Kelowna’s Ukrainian and Iranian communities joined forces to show where they stand when it comes to the hardships going on in those countries, through a ‘Human Rights Drive’ Saturday afternoon.
The movement was prompted by the Russian invasion of Ukraine, which began back in February, as well as the death of 22-year-old Mahsa Amini after she was detained by Iran’s morality police for wearing her hijab too loosely, two months ago.
“There is no internet, no free media in Iran and we can be the voice for those who have no voice, this is everyone’s responsibility as a global citizen to stand for those who don’t have a voice and choice,” said Ray Taheri, Event Co-Organizer and Professor at University of British Columbia Okanagan.
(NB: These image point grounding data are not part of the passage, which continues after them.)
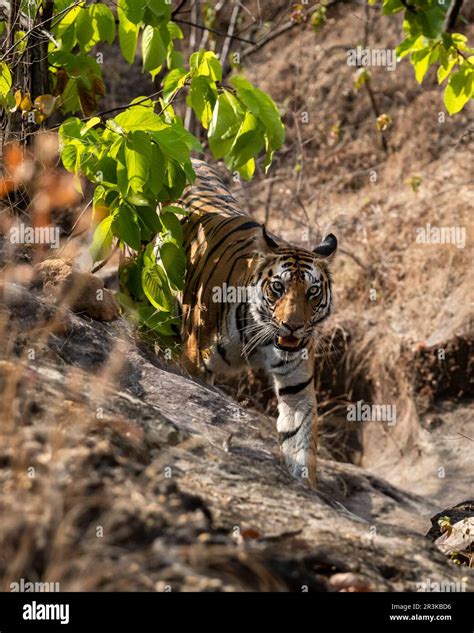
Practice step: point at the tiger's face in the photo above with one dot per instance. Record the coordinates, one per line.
(294, 294)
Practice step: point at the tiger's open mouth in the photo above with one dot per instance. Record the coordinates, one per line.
(289, 343)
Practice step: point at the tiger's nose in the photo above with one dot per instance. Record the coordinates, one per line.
(292, 326)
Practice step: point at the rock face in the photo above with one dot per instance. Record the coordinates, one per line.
(145, 479)
(83, 292)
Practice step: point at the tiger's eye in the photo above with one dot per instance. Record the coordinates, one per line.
(314, 291)
(277, 287)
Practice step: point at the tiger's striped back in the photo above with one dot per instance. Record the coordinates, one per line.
(272, 325)
(220, 243)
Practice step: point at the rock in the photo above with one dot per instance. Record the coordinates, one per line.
(127, 445)
(83, 292)
(349, 583)
(453, 532)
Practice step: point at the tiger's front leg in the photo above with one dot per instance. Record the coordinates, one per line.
(297, 420)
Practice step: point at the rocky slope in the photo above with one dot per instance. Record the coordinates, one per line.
(117, 472)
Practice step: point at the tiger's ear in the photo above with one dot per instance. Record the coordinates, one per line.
(328, 246)
(270, 242)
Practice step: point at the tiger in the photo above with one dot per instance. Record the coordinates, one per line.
(281, 295)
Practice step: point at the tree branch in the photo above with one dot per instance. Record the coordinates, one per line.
(452, 15)
(206, 28)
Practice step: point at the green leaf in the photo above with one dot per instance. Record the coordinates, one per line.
(262, 107)
(139, 118)
(173, 81)
(153, 49)
(128, 36)
(133, 10)
(249, 141)
(421, 61)
(205, 63)
(103, 23)
(159, 322)
(226, 120)
(102, 240)
(89, 125)
(174, 262)
(172, 228)
(69, 157)
(125, 226)
(84, 29)
(155, 287)
(161, 8)
(175, 32)
(5, 79)
(171, 144)
(171, 208)
(137, 159)
(247, 170)
(157, 170)
(459, 90)
(149, 220)
(71, 129)
(202, 98)
(392, 6)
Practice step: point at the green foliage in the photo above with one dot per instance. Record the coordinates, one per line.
(428, 45)
(140, 159)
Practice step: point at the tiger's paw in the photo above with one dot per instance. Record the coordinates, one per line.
(302, 466)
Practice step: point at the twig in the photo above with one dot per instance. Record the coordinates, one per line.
(207, 28)
(376, 110)
(256, 46)
(230, 33)
(36, 27)
(105, 261)
(452, 15)
(178, 8)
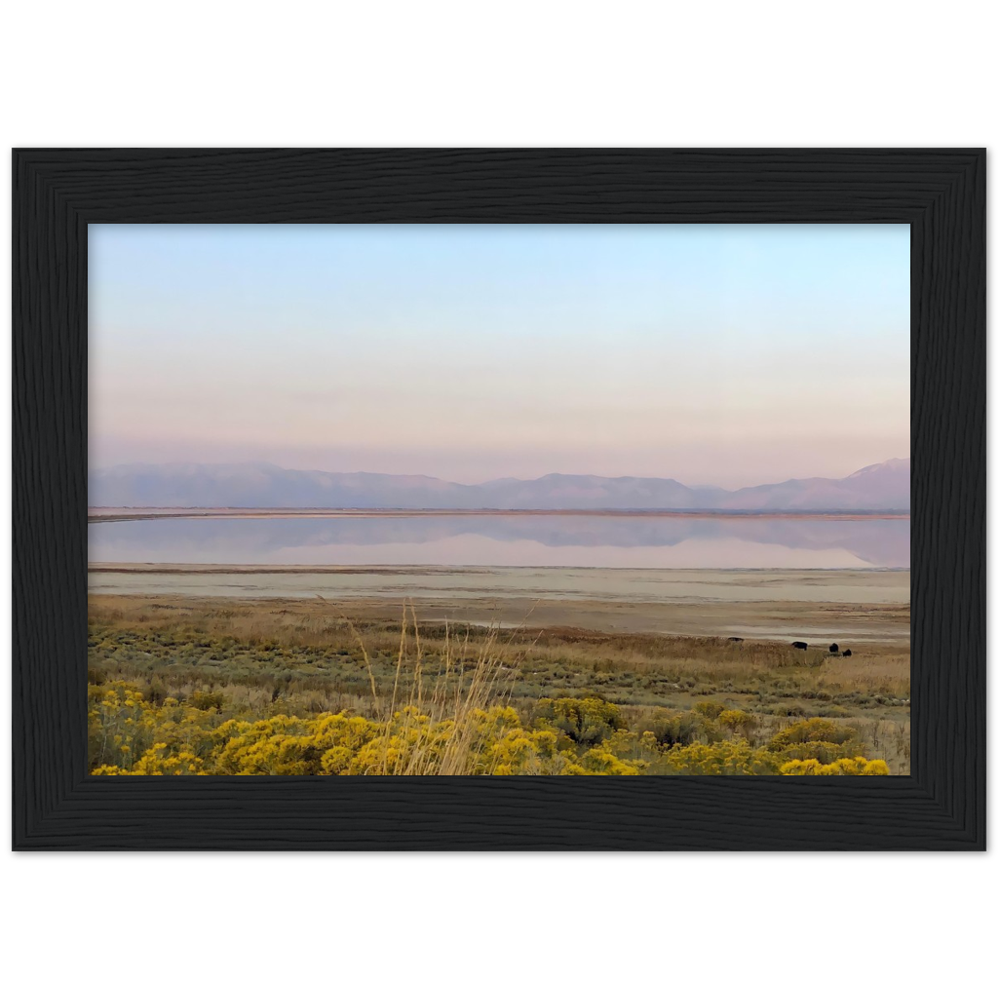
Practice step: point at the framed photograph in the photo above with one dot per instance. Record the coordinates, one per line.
(420, 481)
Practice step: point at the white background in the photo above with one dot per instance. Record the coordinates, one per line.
(498, 932)
(490, 68)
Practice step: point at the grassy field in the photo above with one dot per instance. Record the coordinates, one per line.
(611, 703)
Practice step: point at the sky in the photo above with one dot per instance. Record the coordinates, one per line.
(730, 355)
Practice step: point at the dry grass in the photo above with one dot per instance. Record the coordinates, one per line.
(303, 656)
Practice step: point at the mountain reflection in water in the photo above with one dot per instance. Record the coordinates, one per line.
(512, 540)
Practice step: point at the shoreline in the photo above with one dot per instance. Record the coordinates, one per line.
(430, 569)
(103, 515)
(860, 606)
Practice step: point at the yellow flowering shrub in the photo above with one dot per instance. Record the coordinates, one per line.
(846, 765)
(130, 735)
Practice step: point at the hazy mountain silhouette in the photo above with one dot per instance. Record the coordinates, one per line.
(885, 486)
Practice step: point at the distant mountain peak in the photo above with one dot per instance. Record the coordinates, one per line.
(884, 486)
(892, 465)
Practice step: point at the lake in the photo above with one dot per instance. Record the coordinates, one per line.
(535, 540)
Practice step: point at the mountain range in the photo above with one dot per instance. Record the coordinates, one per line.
(881, 487)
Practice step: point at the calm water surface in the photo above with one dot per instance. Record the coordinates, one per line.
(522, 540)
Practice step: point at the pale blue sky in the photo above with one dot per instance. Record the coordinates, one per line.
(723, 354)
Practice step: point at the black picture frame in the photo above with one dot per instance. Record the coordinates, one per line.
(939, 191)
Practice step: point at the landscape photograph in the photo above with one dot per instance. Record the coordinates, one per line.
(499, 500)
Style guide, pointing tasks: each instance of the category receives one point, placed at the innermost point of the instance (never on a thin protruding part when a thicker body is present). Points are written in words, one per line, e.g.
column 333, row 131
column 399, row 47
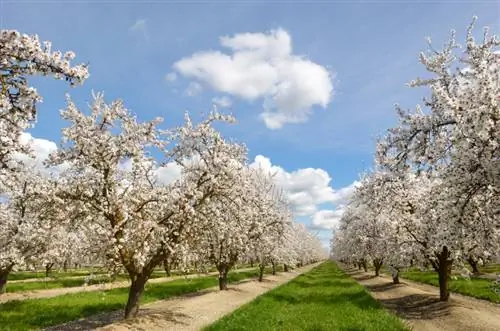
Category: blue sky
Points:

Iran’s foreign minister, Hossein Amirabdollahian, on Saturday acknowledged for the first time that his country has supplied Russia with drones, insisting the transfer came before Moscow’s war on Ukraine that has seen the Iranian-made drones divebombing Kyiv.
The move by Iran left the Ukrainian and Iranian communities connected.
“The idea is we have a common enemy, the Iranian regime that oppresses Iranian people and supplies weapons and drones to Russia, and those drones are used to destroy Ukrainian infrastructure now and kill Ukrainian people,” said Denys Storozhuk, President of the Kelowna Stands with Ukraine group.
The parade of vehicles made its way from UBCO to Westbank and then looped back to the university donning their flags as a way to gain public attention to keep the conversation going.
“Everyone who has a heart for freedom, liberty and human rights should take part in this very profound drive,” said Taheri.
With Iranian authorities waging a deadly crackdown to put an end to the unrest from protests following Mahsa Amini’s death, some Canadian-Iranians fear for the safety of their loved ones who live back home.
“It’s so hard because all of my family and most of my friends still live back there – thinking about that, they’re not safe, they may be killed if they raise their voice or try to amplify their voice, they may be killed for that or put into prison,” said Iranian Student, Negar Yassaie.
Both the Iranian and Ukrainian communities plan to continue efforts to be a voice for their countries until they see change.